Other briefing highlights
Looking ahead to 2014, UOB sees loan growth of around high single to low double digit (vs our 6% assumption). Growth in housing loans, however, is expected to slow down, especially in 2H2014, with loan approvals currently down by 30-40% from a year ago. The drop appears to be sharper than peers, who both reported a decline of 30% y-o-y. Management remains comfortable with the Thai and Indonesian operations, citing comfortable funding positions and asset quality trends. For Thailand, UOB is targeting to penetrate the supply chain of multi-national companies and to grow its business outside of Bangkok. For Indonesia, management said that the group will maintain its deposit pricing discipline and hence, will pace loan growth accordingly.

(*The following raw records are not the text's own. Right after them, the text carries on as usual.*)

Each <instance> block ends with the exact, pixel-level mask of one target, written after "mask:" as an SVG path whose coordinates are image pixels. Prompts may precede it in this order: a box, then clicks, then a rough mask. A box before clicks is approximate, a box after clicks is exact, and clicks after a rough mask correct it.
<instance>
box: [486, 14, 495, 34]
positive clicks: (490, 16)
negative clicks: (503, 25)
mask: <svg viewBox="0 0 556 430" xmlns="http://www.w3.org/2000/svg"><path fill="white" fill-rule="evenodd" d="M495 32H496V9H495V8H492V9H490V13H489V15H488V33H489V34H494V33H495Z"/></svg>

Finally, while UOB remains open to potential M&A activities, management stressed this will only be done at the right price and if there are synergies to be reaped. While Hong Kong is an attractive market to capture China flows, management highlighted that this will need to be weighed against the steps China is taking to liberalise its economy (eg Shanghai Free Trade Zone).
Risks
The risks include: i) slower-than-expected loan growth, ii) weaker-than-expected NIMs, iii) weaker-than-expected capital market activities, iv) a deterioration in asset quality, and v) adverse impact from rising bond yields on the securities portfolio.
Forecasts
No changes to our earnings forecasts.
Valuation and recommendation
We tweak up our FV to SGD24.50 (from SGD24.40), after rolling forward our valuation base year to end-2014 (previously June 2014) and reducing our target P/BV multiple to 1.45x from 1.5x. Our new 1.45x P/BV, which is a similar target P/BV multiple that we ascribe to OCBC (OCBC SP, NEUTRAL, FV: SGD10.90), is at a slight discount to the stock's five-year average P/BV multiple of 1.5x, to reflect the potential impact ahead from the slowdown in mortgage approvals, which appears to be sharper than peers. On balance, UOB did manage to report some decent underlying trends this quarter, such as stable NIMsand further improvement in asset quality. Over the longer term, we think the group is well-positioned to benefit from Asean's rise as a new growth haven. Reiterate BUY.
Company Profile
UOB is the second-largest Singapore bank by loan. It also has significant operations in Malaysia, Thailand & Indonesia.